Oireachtas Joint and Select Committees

Wednesday, 9 October 2024

Joint Oireachtas Committee on Agriculture, Food and the Marine

National Dialogue on Women in Agriculture: Discussion

5:30 pm

Dr. Maura Farrell:

We have done quite a lot of work. A colleague of mine Shane Conway did his PhD with me in the university in Galway and we did a great deal of work on generational renewal. In many respects, the last key area of policy that looked at generational renewal asked farmers to retire from farming forever. We can never have a policy like that again. When it comes to policies on farmers retiring, we need to consider the social aspect of the retirement as well as handing over the land. Shane Conway's research really looked at that. It looked at the attachment of older farmers to the land.

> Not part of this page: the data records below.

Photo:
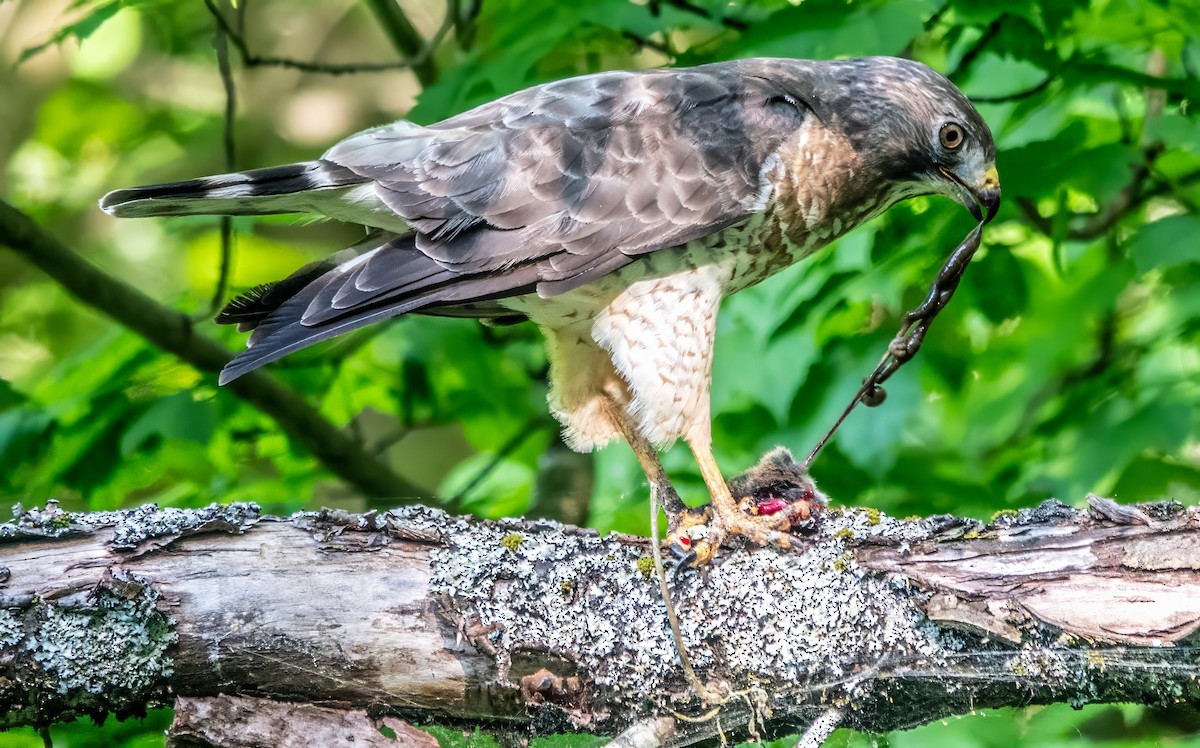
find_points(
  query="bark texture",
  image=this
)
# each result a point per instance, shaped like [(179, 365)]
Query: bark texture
[(239, 618)]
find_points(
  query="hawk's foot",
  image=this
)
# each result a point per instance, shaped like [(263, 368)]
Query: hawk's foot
[(773, 501)]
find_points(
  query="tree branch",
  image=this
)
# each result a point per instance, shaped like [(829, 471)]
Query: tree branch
[(418, 60), (425, 616), (405, 37), (173, 333)]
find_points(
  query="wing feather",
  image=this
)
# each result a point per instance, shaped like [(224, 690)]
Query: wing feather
[(544, 190)]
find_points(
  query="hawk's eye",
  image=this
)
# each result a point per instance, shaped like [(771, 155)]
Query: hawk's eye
[(951, 136)]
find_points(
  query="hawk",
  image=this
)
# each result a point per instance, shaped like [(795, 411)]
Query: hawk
[(613, 210)]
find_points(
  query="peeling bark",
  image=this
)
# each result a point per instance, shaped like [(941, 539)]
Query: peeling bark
[(418, 615)]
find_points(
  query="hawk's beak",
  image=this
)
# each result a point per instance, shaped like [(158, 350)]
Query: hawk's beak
[(985, 192)]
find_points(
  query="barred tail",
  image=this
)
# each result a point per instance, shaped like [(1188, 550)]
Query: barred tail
[(277, 189)]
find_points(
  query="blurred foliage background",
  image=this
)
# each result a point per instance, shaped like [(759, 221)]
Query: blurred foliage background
[(1068, 361)]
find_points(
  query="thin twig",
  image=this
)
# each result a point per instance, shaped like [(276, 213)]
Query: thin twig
[(687, 6), (221, 43), (406, 40), (970, 57), (702, 690), (330, 69)]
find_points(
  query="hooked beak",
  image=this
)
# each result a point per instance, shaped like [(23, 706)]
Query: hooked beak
[(985, 193)]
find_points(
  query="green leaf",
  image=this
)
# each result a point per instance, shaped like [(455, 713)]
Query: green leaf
[(78, 30), (822, 29), (1165, 243)]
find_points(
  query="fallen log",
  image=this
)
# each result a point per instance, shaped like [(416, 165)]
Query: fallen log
[(330, 617)]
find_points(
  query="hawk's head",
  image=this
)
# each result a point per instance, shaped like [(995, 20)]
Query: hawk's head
[(912, 127)]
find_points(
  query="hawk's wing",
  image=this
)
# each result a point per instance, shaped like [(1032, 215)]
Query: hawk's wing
[(544, 190)]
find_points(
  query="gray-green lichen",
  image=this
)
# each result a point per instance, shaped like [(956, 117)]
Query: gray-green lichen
[(807, 626), (795, 620), (96, 652), (131, 527)]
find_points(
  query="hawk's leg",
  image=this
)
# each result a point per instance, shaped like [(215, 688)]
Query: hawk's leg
[(681, 518)]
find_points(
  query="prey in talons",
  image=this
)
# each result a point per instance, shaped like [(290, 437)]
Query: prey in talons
[(775, 500)]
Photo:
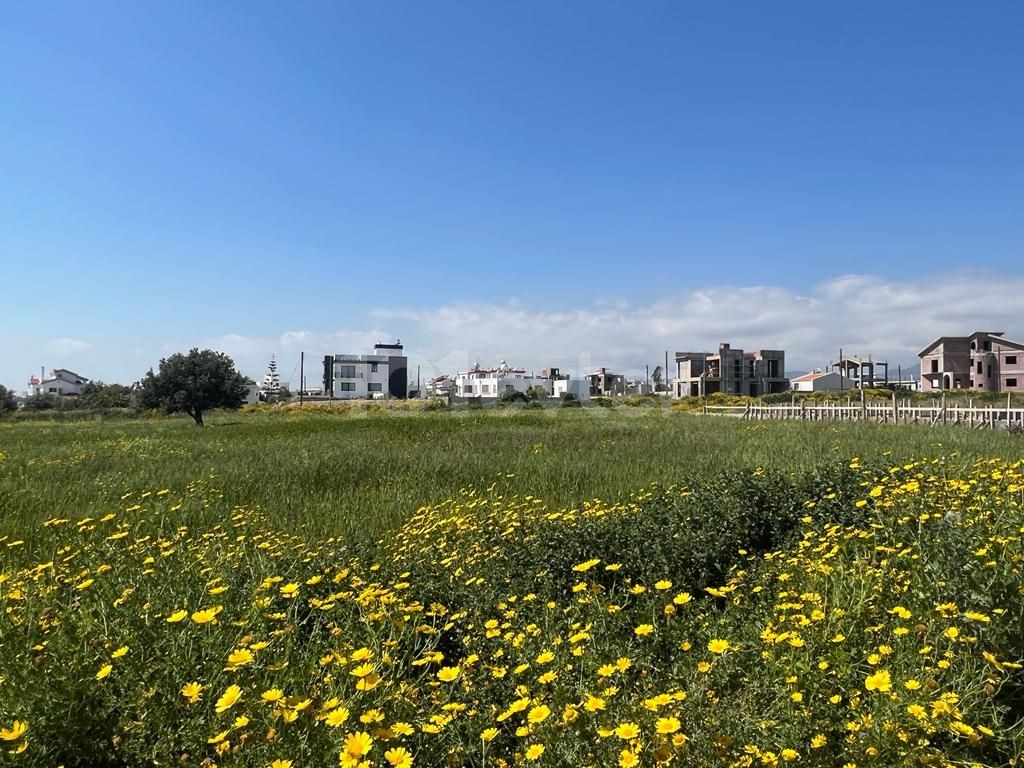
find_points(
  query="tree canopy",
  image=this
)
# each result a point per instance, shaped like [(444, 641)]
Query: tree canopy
[(8, 401), (194, 383)]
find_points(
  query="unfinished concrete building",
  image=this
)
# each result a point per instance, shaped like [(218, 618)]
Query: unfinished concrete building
[(730, 372), (983, 361)]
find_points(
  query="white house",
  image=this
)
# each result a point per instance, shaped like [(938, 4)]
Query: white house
[(383, 374), (819, 381), (494, 382), (440, 386), (61, 383)]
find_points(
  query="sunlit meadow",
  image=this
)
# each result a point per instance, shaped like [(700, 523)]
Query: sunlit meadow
[(624, 588)]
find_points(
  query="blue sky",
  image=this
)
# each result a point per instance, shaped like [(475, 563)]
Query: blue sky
[(529, 180)]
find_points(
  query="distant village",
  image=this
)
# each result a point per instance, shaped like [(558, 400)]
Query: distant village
[(982, 361)]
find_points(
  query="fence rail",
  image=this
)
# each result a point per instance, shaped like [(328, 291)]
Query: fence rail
[(896, 412)]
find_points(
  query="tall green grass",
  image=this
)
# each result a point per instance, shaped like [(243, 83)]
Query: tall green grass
[(360, 474)]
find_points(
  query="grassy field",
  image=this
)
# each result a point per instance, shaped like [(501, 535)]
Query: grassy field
[(358, 475), (509, 589)]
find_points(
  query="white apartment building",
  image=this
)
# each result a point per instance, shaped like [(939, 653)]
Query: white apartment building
[(60, 383), (383, 374), (495, 382)]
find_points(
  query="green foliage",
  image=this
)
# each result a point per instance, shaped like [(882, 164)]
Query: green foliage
[(41, 402), (8, 400), (194, 384), (97, 395), (512, 397)]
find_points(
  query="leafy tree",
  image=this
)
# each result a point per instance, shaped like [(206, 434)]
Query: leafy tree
[(194, 383), (8, 401), (270, 389)]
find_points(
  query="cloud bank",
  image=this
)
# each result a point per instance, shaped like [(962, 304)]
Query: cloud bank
[(863, 314)]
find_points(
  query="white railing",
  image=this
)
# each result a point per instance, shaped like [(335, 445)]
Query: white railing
[(983, 417)]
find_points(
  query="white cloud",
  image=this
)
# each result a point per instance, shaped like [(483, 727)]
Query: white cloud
[(70, 346), (863, 314)]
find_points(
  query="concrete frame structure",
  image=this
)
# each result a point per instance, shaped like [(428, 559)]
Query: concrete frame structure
[(730, 372), (982, 361), (62, 383)]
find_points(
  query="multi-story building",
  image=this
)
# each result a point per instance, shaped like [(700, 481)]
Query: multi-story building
[(983, 361), (494, 382), (60, 383), (731, 372), (383, 374), (440, 386), (603, 383)]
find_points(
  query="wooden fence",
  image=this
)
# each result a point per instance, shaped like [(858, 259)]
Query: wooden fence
[(895, 412)]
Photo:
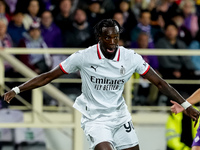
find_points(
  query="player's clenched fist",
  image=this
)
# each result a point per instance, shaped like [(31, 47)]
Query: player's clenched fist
[(9, 96)]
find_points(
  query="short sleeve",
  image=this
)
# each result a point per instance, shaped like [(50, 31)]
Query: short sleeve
[(142, 66), (72, 63)]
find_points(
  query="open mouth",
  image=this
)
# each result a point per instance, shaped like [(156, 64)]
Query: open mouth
[(111, 50)]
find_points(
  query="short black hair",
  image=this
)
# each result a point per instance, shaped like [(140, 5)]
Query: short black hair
[(171, 23), (144, 11), (106, 23)]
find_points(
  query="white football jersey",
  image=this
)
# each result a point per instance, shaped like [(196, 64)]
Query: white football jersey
[(103, 79)]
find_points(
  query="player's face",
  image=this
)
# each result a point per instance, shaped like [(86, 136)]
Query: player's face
[(109, 40)]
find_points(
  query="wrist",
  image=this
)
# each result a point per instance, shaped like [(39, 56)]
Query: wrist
[(186, 104), (16, 90)]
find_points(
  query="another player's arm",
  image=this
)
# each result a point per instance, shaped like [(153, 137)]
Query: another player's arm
[(36, 82), (169, 91), (195, 97), (163, 86)]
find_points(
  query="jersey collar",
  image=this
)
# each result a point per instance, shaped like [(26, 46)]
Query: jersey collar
[(101, 56)]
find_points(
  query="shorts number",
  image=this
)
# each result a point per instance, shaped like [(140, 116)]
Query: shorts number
[(128, 126)]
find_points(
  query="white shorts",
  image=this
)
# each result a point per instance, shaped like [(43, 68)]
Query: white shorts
[(119, 132)]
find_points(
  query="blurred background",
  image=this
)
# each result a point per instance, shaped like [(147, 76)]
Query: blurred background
[(36, 35)]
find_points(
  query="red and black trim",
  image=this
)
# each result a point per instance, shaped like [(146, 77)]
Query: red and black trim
[(61, 67), (146, 71), (118, 55), (98, 52)]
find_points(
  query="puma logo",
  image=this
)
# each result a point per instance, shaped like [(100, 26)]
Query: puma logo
[(95, 68)]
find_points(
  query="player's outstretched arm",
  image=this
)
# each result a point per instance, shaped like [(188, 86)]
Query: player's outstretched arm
[(33, 83), (169, 91), (193, 99)]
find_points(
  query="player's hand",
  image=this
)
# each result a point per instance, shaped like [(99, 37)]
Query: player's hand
[(176, 108), (193, 113), (8, 96)]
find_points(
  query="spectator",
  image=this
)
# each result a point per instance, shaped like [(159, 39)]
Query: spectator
[(32, 15), (38, 62), (191, 19), (12, 5), (16, 28), (173, 67), (80, 32), (166, 8), (63, 19), (5, 42), (146, 93), (125, 35), (94, 12), (143, 26), (180, 132), (108, 7), (4, 10), (183, 33), (195, 45), (50, 32), (129, 18), (137, 6)]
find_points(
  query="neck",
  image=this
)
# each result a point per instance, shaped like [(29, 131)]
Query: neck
[(66, 14), (106, 55)]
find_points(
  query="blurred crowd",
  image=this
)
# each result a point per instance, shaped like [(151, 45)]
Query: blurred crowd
[(148, 24)]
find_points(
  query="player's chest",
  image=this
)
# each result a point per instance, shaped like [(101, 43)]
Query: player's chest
[(108, 68)]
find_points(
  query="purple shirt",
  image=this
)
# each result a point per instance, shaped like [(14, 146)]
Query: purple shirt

When it comes to handing over the land, it is not like retiring from here or my retiring from the university. Retiring from farming is not in the psyche of farmers in an Irish context. They do not retire from farming, because they are always farmers. We need to consider that in the context of the policy agenda. That attachment in some ways is a much softer policy than the hard financial policies that we tend to throw out there. If we do not consider the attachment to farming, we will never see those farmers retiring. A few years ago, Shane Conway came up with the idea of the farmers' yards. It was a social initiative for farmers to come together outside of handing over the farm. An initiative like that can sometimes be the trigger for a farmer to decide to retire while still being part of that farming environment. Those are quite small policies that do not require a large amount of money to keep rural areas going. We ran a pilot study on that for six weeks at Mountbellew Mart. It was very successful. To get funding for a social initiative like that can be a bit difficult, but it can be the trigger we need for older farmers to retire. When we consider that we have more 90-year-old farmers in this country than farmers aged under 25, we really have to question that generational renewal.